Outra característica perceptível é o fato de os bandidos estarem em frente às câmeras e se acusarem mutuamente sem nenhuma cerimônia ou receio, confessando as contravenções que praticaram e, pior, muitos continuam na atividade ilegal. O produto final é a melhor telenovela da realidade que podemos ter na atualidade, em que a presença dos personagens reais é fundamental para a condução dos episódios, de modo que não há uma tendência para defender um lado, pois, nessa guerra, quem será que está realmente dizendo a verdade? Vale o Escrito – A História do Jogo do Bicho foi feita para ser interpretada, isto é, quem assiste pode tirar as próprias conclusões, sejam elas certas ou erradas: vale assistir e vale criticar. Em meio a isso, com gravíssimas revelações, é inevitável ocorrer o sentimento de aflição e de curiosidade ao acompanhar as fofocas dos bastidores do Jogo do Bicho, no desenrolar desse mirabolante quebra-cabeça, no qual a resolução dos conflitos não é por intermédio da Justiça, e sim por meio das complexas relações humanas e os desdobramentos das reviravoltas. É uma crítica contundente à sociedade que ainda permite a existência e a prosperidade desse submundo liderado por poucos, mas respeitado e amado por muitos ao seu redor, por meio da famosa Política do Pão e Circo e da Política Pai dos Pobres para a população local. Dessa maneira, ao revelar os segredos ocultos, o documentário desafia o público brasileiro a refletir sobre as raízes de uma das máfias mais complexas e duradouras do país. 

Portanto, algumas perguntas pairam na minha mente após assistir ao documentário: o que a polícia vai fazer? Qual será a ação do Ministério Público? Como será a segunda temporada e os seus desdobramentos? Afinal de contas, Vale o Escrito – A História do Jogo do Bicho é um grande feito jornalístico da história do Brasil, que, se continuar a ser desbravado, ainda vai apresentar muitos outros segredos escandalosos.
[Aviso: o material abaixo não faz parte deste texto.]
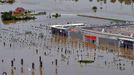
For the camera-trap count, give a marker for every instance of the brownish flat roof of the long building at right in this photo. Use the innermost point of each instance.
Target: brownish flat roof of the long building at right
(126, 30)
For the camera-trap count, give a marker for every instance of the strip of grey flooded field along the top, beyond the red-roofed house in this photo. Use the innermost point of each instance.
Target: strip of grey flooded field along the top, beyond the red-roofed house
(74, 6)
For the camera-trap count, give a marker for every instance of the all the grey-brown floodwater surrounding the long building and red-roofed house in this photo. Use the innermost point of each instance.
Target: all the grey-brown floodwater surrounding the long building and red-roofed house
(28, 40)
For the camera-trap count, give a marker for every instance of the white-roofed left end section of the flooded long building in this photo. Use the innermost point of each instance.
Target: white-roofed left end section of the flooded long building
(67, 29)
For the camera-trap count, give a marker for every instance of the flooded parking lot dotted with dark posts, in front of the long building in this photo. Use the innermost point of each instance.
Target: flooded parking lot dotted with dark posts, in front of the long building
(59, 55)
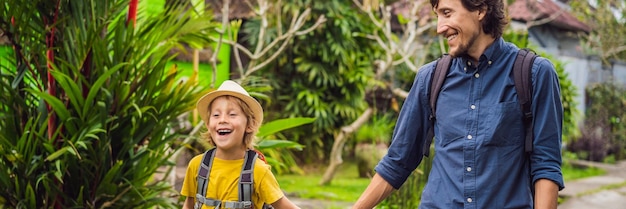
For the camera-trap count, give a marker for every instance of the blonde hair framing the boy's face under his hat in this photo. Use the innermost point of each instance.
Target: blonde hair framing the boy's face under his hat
(249, 138)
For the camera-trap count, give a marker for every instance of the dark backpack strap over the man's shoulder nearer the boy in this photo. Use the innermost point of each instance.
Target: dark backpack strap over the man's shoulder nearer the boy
(438, 77)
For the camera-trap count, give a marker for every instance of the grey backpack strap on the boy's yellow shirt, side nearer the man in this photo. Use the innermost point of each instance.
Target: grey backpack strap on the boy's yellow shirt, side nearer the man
(246, 180)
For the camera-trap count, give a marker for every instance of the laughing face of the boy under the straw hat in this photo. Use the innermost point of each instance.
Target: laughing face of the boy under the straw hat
(228, 124)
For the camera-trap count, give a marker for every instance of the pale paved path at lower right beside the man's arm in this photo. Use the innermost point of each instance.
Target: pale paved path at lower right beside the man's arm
(598, 192)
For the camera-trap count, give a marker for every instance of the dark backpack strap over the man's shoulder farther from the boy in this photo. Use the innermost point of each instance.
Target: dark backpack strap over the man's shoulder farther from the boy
(522, 69)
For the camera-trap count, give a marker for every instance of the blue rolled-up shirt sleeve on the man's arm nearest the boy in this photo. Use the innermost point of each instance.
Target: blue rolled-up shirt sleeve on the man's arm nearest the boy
(406, 150)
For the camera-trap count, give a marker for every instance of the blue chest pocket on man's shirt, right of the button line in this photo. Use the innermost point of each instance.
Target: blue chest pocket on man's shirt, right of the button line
(503, 125)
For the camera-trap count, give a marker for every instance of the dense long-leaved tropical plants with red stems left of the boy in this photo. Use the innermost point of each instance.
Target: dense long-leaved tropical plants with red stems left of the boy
(87, 102)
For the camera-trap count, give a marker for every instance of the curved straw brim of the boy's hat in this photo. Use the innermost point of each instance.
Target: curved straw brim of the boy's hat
(204, 102)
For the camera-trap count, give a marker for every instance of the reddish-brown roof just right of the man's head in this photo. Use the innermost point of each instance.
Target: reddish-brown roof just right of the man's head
(536, 10)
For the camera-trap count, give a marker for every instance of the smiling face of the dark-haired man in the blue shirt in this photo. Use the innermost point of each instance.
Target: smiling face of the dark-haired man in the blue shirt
(461, 27)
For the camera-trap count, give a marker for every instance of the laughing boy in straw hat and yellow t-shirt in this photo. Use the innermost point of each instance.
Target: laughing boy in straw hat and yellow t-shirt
(232, 118)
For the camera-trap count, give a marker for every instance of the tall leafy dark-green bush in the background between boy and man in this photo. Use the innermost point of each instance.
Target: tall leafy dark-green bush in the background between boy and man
(321, 74)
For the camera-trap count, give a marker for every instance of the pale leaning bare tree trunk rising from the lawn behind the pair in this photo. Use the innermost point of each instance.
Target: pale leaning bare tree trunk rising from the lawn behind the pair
(340, 141)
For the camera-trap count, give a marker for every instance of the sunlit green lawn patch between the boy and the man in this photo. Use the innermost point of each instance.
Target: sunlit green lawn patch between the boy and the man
(346, 185)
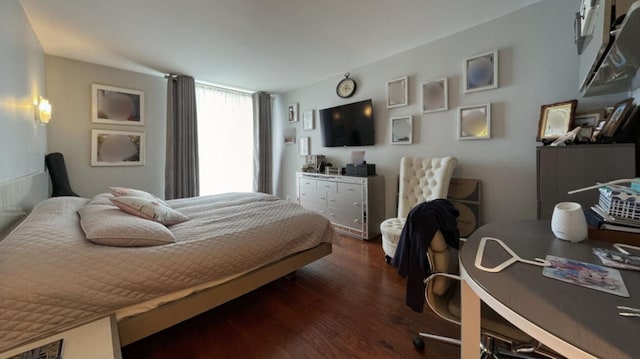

Por isso, então, a segunda temporada é mais do que bem-vinda, ela é necessária para um telespectador fofoqueiro pelas desavenças familiares do Jogo do Bicho. Por isso, por valer o escrito, vale no futuro uma nova crítica dos inéditos episódios tão aguardados.

Vale o Escrito – A História do Jogo de Bicho – 1ª Temporada (Brasil, 2023)
Criação: Fellipe Awi
Direção: Ricardo Calil, Mônica Almeida, Gian Carlo Bellotti
Roteiro: Fellipe Awi, Ricardo Calil
Elenco: Sabrina Garcia, Luiz Guimarães, Maninho Garcia, Shanna Garcia, Tamara Garcia, Ana Paula Garcia, Bernardo Bello, Capitão Guimarães, Piruinha, Adriano da Nóbrega, Myro Garcia, Fabrício Queiroz, Bernardo Bello, Júlia Lotufo
Duração: 07 episódios – Cada episódio tendo 60 minutos de duração, em média.